Monday, May. 06, 1929

Les Noces

The punch of most modern music is in the tickets. Exception: Igor Fedorovitch Stravinsky. He is always "good box-office." Manhattan's League of Composers, with Stravinsky's half-hour ballet, Les Noces, on the program (first U. S. production), preceded only by a 17th Century academic tidbit, last week drew a $25,000 audience to the Metropolitan Opera House, the smartest audience since the opening of the opera season last autumn.

Stravinsky's power of attraction lies in his reputation for being "primitive." He is "primitive" no longer, but Les Noces is a perfect example of what used to be meant by that term. Written for percussion instruments, piano, four soloists and a chorus, it was given last week under the enthusiastic baton of Philadelphia Conductor Leopold Anton Stanislaw Stokowski.

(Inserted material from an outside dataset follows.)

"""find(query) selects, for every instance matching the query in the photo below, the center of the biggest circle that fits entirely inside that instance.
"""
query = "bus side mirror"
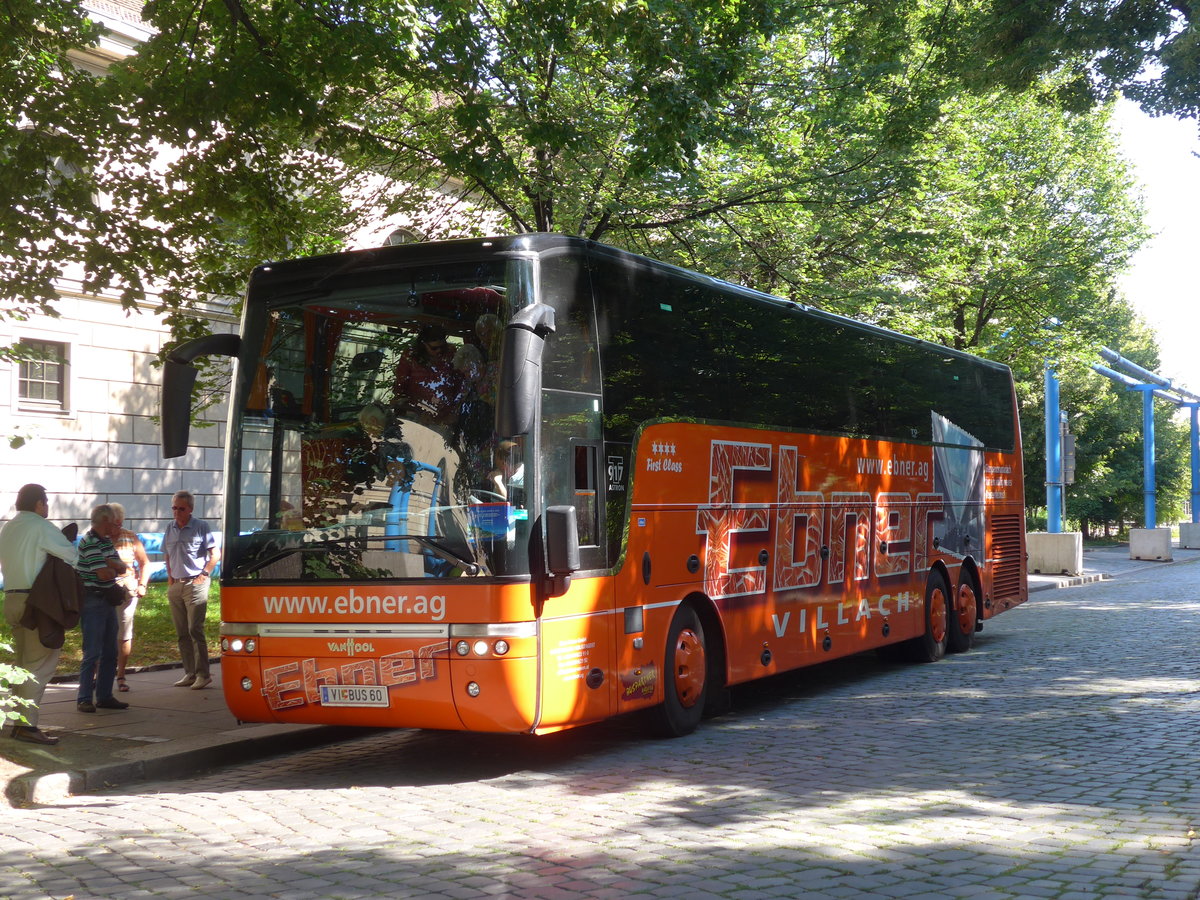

There are four tableaux. On one side of the stage a bride is being prepared for her wedding night, her long hair is being combed. On the other one sees the anointing of the groom. Then comes the blessing and departure of the bride, to the lamenting of her parents. Finally the nuptial celebration, described this way by Conductor Stokowski for the League of Composers' program note:

"Svacha takes off bridal veil and replaces it with kika (headdress of married woman). Father of bride gives away his daughter. Mother of bride leads her daughter to groom's parents. Father of bride strikes bride with whip (ancient ritual, symbol of submission) and then passes whip to groom. Girls and bride dance to ancient folk-song--the whole company becomes increasingly intoxicated. All dance a ronde and sing, while a man and his wife from among the guests enter the bed to warm it with the heat of their bodies. Drushka and Svacha bring dishes of food. The whole company lead the bride and groom near to the bed in preparation. Bride takes off shoes of groom (symbol of submission), guests bring seven sheaves of wheat (symbol of plenitude). Svacha brings white sheet (test of virginity). Groom strikes bride with whip (symbol of possession). Bride and groom embrace. Drushka brings a stall, with calves and lambs painted on it, and chickens carved in wood on top. Svat takes out couple who are warming bed. Drushka puts stall as screen before bed. Bride and groom enter bed. Erotic exaltation of all company. The shadows grow darker. The whole company is immobile as if transfixed. Father of bride sings the final magnificently eloquent phrase, interrupted at irregular intervals by bell-like crashes from the orchestra." Friend or foe, none can deny Stravinsky's fame.

Forty-seven years ago in Oranienbaum, near St. Petersburg, little Igor Stravinsky was born, son of an opera singer. He was a child of terrifying musical precocity and an early tendency towards hair-splitting conversation. The law first attracted him and he attended the University. Then, aged 20. he met a wise old man, Rimsky-Korsakov, one of the great five who had founded the Russian National School of Music. Rimsky, steeped in the folklore of his country, taught the youth to put his ear to the ground, to listen to the earth sounds of Muscovy.

First came a symphony in 1907, decent, unoriginal, academic music. Three years later, the Stravinsky talent was revealed in The Fire Bird, written for Ballet-Master Sergei Pavlovich Diaghilev. A businessman from the start, Stravinsky realized that opera was dying. Ballet, in Paris at least, was the money-maker of the moment. A Europeanized Russian, tongue in cheek. Stravinsky sold barbarism and Orientalism to a sated Western public, caricaturing his native land, frightening timid musicians with brutal tone-pictures of a country of Cossacks and white bears, wolves and samovars, sexual symbols and fantastic ikons.

After writing Les Noces, in 1923, Stravinsky suddenly, as if fed up with his own excesses, perhaps realizing that the pendulum of public opinion was about to swing backwards, turned classic. Back to Pergolesi he has gone, back to Bach, to Mozart. Since the work by which his widest public knows him, he has written little pieces on five notes, a simple concerto, music in forms of antique simplicity. It is, however, the false simplicity of fashionable Paris couturiers, of Marie Antoinette playing shepherdess, of Matisse's artless drawings. The latest Stravinsky technique reaches back 300 years, touched always with the acid of contemporary life.